Our country is finally starting to pay attention to higher education beyond the Ivy League and flagship institutions – and not a moment too soon. For too long, policymakers, the media – and yes, funders – have unnecessarily celebrated the elite and brand name institutions, while often ignoring and underfunding the institutions driving economic mobility in our country.
That’s finally changing with U.S. Secretary of Education Miguel Cardona’s new vision of college excellence, which prioritizes college completion, economic mobility, and narrowing the opportunity gap. Exclusivity is out and inclusivity is in.
One of the most exciting pieces of this vision is the creation of the College Completion Fund for Postsecondary Student Success. This new fund will provide grants for campuses to establish proven programs, like CUNY ASAP and Bottom Line, and back adaptations of other promising interventions such as wraparound services, basic needs, or holistic advising.
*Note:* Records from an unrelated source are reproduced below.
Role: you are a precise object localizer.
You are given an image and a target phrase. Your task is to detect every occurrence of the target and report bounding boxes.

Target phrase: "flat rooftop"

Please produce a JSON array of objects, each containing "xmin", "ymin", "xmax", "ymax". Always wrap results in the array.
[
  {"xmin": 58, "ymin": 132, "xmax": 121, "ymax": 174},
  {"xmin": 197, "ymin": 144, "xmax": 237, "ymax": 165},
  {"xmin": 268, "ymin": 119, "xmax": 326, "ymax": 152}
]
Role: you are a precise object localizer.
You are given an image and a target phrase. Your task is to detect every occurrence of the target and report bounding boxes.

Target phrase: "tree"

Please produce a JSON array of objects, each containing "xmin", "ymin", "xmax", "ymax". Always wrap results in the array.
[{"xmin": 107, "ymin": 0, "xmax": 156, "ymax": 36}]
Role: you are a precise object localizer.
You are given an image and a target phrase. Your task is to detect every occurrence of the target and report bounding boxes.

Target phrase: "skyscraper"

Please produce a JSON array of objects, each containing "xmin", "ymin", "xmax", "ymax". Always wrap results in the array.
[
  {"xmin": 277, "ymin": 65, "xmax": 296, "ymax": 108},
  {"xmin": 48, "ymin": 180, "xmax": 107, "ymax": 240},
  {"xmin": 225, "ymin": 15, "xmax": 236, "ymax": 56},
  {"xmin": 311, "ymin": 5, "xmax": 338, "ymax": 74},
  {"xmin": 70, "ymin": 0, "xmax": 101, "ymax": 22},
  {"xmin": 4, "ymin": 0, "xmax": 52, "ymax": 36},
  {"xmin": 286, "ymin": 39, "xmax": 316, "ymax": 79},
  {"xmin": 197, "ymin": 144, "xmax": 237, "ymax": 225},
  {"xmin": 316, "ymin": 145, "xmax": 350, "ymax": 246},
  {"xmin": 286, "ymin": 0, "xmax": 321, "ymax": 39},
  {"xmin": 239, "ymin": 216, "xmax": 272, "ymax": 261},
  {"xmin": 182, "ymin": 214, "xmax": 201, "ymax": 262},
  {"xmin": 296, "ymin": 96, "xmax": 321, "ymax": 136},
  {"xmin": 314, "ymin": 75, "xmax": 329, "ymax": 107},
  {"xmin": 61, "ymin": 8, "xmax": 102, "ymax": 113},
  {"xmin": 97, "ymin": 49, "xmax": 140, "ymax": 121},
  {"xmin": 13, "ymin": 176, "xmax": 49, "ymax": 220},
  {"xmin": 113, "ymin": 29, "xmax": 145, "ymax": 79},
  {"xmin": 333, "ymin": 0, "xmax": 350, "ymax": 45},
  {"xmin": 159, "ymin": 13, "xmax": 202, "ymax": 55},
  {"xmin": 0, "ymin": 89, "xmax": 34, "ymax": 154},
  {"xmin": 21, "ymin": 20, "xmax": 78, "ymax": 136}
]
What truly shines is how this agenda prioritizes evidence-based programs. This is more than good intentions. We know these investments work. In a rigorous, well-conducted randomized control trial, students participating in Bottom Line were 23% more likely to graduate from college within four years of high school, compared with the control group. Similarly, CUNY ASAP nearly doubled community college graduation rates at both CUNY and in replication sites, and early outcomes of the four-year adaptation, ACE, show four-year graduation rates 16 percentage points higher than the comparison group.
But the department can’t do it alone. We need a whole community approach that includes policymakers, higher education leaders, and funders working together.
For our part, Arnold Ventures is pleased to announce new funding to support evaluation of the interventions established with College Completion Fund for Postsecondary Student Success grants. On Sept. 7, we released a request for proposals focused on rigorous evaluation of student success efforts. These evaluation efforts can help build the critical toolbox of programs and policies institutional leaders can use to better support their students while also growing the base of interventions that demonstrate their impact on student outcomes. We invite the institutions that are applying for the College Completion Fund for Postsecondary Student Success dollars – as well as any other institution – to also consider applying for these evaluation dollars for the effects of college completion programs.
Universities are already discovering the many benefits to college completion and its effect on economic mobility. University of North Carolina-Greensboro, highlighted as a Tier I school in Third Way’s Economic Mobility Index, has capitalized on college completion programs with noted success. UNCG is implementing a number of evidence-based student success efforts, including TrACE, a project with the UNC System Office that adapts CUNY ASAP to focus on transfer students. These kinds of innovations – and the commitment to evidence – exemplify how the College Completion Fund for Postsecondary Student Success can positively impact institutions and their students.
Even though the grant applications for the College Completion Fund for Postsecondary Student Success have recently opened, higher education advocates are already fighting for an increased appropriation next year. We know there are many more efforts out there than can be funded this year. As we look to grow the pot, we have confidence the College Completion Fund for Postsecondary Student Success will turbocharge the important student success work so many institutions, like UNCG, are taking on.
As policymakers and the public continue to ask questions about the value of higher education, it is critical for higher education to respond by showing its value. That means ensuring students schools bring in the door are supported, graduate, and are well-prepared for life after college. This first-of-its-kind grant is a critical piece of this puzzle.
The College Completion Fund for Postsecondary Student Success is a chance for colleges and universities to demonstrate their commitment to value for their students. Together, we can build our collective arsenal of evidence-based completion strategies to ensure that higher education continues to be a pathway to economic mobility and stability.